批量截图 & AI使用开关

Ryaang · Ryaang · commit e7d22499f06a · 2023-12-26T17:50:37.000+08:00
diff --git a/main.py b/main.py
@@ -1,3 +1,8 @@
+import logging
+import colorlog
+import selenium
+logger = logging.getLogger(__name__)
+logging.basicConfig(level=logging.INFO)
 import json
 import config
 from utils.crawer import phar_sitemap_url, integrate_sitemap_with_details
diff --git a/utils/crawer/craw_single_page.py b/utils/crawer/craw_single_page.py
@@ -1,10 +1,11 @@
 import time
-from turtle import st
 import requests
 from bs4 import BeautifulSoup
 import json
 import re
+import logging
 from .openai_extract import openai_extract
+from .get_screenshot import get_screenshot
 def replace_multiple_spaces_with_single(s):
     return re.sub(r'\s+', ' ', s)
 
@@ -20,7 +21,7 @@ def check(url):
     else:
         return None
 
-def craw_single_page(url,use_template=False,use_ai=True):
+def craw_single_page(url,use_template=False,use_ai=False):
     url = check(url)
     if not url:
         return [],[],0
@@ -60,28 +61,41 @@ def craw_single_page(url,use_template=False,use_ai=True):
             body_content = soup.body.get_text() if soup.body else "N/A"
             body_content = replace_multiple_spaces_with_single(body_content)
             # print(body_content)
+        if use_ai:
         # 使用AI处理
-        token_usage = 0
-        meta_info = f"标题：{title}，关键词：{keywords}，简介：{description}"
-        ai_extract_content,t = openai_extract(meta_info,body_content)
-        token_usage += t
-         # 判断json是否规范
-        status = True
-        time_out = 0
-        while status and time_out<5:
-            try:
-                json.dumps(ai_extract_content)

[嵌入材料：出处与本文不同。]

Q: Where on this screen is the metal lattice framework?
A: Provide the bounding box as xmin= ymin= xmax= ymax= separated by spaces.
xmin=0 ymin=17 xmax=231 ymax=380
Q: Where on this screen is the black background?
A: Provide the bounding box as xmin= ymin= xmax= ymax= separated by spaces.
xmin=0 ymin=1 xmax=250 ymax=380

-                status = False
-            except:
-                ai_extract_content,t = openai_extract(meta_info,body_content)
-                token_usage += t
-                time_out += 1
-        
+            token_usage = 0
+            meta_info = f"标题：{title}，关键词：{keywords}，简介：{description}"
+            ai_extract_content,t = openai_extract(meta_info,body_content)
+            token_usage += t
+            # 判断json是否规范
+            status = True
+            time_out = 0
+            while status and time_out<5:
+                try:
+                    json.dumps(ai_extract_content)
+                    status = False
+                except:
+                    ai_extract_content,t = openai_extract(meta_info,body_content)
+                    token_usage += t
+                    time_out += 1
             
-        print(ai_extract_content)
-        print("🍎"*50)
+                
+            print(ai_extract_content)
+            print("🍎"*50)
+        else:
+            ai_extract_content = {}
+            token_usage = 0
+        
+        # 提取网页截图
+        # TODO: 多线程处理
+        try:
+            screenshot_path = get_screenshot(url)
+        except Exception as e:
+            logging.error(f"Error taking screenshot: {url}\n {e}")
+            screenshot_path = None        
+        logging.info(f"Screenshot saved to: {screenshot_path}")
         # 结算
-        page_res = {"title": title,"url":url, "keywords": keywords, "description": description, "body": body_content,"ai_extract_content":ai_extract_content}
+        page_res = {"title": title,"url":url, "keywords": keywords, "description": description, "body": body_content,"ai_extract_content":ai_extract_content,"screenshot_path":screenshot_path}
         json_str = json.dumps(page_res, ensure_ascii=False)
         return page_res,json_str,token_usage